Juan Xu, Yimeng Sun, Dandan Gong* and Yu Fan* Pages 481 - 491 ( 11 )
Background and Objective: Studies on the association between blood fibrinogen levels and adverse outcomes in patients with acute ischemic stroke have produced controversial results. This meta-analysis aimed to examine the association of elevated fibrinogen levels with adverse outcomes in acute ischemic stroke patients.
Methods: Two authors comprehensively searched the articles indexed in PubMed and Embase databases until December 31, 2021. All cohort studies that assessed the value of fibrinogen level in predicting poor functional outcomes or all-cause mortality in acute ischemic stroke patients were included.
Results: Nine studies reporting on ten articles involving 16,998 patients met the inclusion criteria. For the highest versus lowest fibrinogen group, the pooled adjusted risk ratio (RR) was 1.48 (95% confidence intervals [CI] 1.17-1.87) for poor functional outcomes defined by the modified Rankin Scale ≥ 3. In addition, elevated fibrinogen was not significantly associated with an increased risk of all-cause mortality (RR 1.76; 95% CI 1.42-2.20). Subgroup analysis suggested that there was no clear association between elevated fibrinogen levels and PFO in younger acute ischemic stroke patients (RR 1.16; 95% CI 0.87-1.53).

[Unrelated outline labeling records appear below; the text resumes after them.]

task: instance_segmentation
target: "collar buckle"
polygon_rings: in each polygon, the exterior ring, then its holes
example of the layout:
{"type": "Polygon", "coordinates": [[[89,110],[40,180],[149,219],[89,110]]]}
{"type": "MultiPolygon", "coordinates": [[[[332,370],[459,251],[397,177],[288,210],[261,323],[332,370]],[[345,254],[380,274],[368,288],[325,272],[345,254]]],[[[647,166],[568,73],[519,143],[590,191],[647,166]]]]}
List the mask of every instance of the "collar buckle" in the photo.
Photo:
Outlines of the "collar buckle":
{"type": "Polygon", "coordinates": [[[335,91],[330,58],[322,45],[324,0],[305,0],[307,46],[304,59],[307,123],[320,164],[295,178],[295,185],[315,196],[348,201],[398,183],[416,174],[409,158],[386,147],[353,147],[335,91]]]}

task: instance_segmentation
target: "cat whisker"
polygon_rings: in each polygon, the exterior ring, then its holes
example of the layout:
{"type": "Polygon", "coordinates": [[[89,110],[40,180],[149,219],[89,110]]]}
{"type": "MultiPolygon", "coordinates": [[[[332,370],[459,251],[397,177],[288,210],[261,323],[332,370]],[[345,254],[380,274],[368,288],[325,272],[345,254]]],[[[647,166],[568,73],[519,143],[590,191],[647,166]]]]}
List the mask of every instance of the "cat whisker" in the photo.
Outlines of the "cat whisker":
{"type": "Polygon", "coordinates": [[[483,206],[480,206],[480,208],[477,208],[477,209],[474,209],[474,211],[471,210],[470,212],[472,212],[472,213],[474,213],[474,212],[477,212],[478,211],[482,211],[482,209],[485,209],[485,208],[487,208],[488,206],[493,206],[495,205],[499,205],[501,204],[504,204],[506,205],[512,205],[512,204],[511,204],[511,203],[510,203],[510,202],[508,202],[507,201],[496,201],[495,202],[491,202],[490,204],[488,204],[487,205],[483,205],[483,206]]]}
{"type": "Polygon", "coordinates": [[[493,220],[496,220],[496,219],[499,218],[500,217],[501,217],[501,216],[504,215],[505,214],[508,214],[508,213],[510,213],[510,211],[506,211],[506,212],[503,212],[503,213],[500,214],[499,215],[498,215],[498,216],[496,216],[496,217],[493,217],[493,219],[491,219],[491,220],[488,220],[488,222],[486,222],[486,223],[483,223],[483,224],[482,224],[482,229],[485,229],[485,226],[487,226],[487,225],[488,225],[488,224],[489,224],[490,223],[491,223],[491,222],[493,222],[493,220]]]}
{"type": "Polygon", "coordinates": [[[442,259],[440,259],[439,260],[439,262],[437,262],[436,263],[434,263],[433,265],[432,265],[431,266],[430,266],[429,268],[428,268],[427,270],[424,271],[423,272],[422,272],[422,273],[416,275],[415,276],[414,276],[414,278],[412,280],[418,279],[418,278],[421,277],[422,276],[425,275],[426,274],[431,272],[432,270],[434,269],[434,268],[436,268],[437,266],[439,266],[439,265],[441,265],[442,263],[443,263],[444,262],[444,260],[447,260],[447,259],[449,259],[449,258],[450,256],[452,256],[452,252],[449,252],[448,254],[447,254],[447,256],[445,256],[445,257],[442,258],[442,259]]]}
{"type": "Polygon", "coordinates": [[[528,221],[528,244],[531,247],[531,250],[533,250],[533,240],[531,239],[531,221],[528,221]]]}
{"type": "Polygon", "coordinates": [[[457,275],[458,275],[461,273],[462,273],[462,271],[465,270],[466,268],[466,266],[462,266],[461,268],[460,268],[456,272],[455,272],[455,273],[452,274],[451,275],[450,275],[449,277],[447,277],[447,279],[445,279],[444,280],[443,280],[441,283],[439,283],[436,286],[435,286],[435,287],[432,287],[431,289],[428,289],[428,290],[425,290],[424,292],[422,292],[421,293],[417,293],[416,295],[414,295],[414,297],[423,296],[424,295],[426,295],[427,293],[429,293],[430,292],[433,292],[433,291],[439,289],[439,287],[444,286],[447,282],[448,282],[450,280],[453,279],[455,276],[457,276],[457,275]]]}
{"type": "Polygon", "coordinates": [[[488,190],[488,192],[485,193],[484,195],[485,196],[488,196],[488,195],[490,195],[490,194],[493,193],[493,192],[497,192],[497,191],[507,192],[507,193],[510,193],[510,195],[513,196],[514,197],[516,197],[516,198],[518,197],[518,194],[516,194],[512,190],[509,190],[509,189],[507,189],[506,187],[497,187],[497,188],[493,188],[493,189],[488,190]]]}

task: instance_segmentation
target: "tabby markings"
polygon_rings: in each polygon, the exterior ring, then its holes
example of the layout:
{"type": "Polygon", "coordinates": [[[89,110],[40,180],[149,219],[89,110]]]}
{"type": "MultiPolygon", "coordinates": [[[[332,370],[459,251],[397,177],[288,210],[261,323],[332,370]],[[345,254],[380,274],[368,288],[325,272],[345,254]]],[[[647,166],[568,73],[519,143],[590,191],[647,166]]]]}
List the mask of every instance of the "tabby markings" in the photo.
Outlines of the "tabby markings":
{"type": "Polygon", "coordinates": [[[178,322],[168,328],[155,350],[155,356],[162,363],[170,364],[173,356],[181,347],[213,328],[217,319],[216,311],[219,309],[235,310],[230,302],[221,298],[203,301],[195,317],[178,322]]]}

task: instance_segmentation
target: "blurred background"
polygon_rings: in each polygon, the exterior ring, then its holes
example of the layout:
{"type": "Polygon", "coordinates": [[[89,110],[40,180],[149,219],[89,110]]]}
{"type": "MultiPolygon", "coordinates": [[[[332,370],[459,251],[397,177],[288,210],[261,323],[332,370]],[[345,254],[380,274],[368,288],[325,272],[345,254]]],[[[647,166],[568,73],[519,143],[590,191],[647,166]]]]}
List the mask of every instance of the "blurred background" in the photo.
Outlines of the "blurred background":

Conclusion: Elevated fibrinogen level at baseline is possibly an independent predictor of short-term poor functional outcome and long-term all-cause mortality, particularly in elderly acute ischemic stroke patients. Blood fibrinogen level may serve as a useful biomarker for risk classification of acute ischemic stroke patients.
Fibrinogen, poor functional outcome, all-cause mortality, acute ischemic stroke, meta-analysis, thrombogenesis.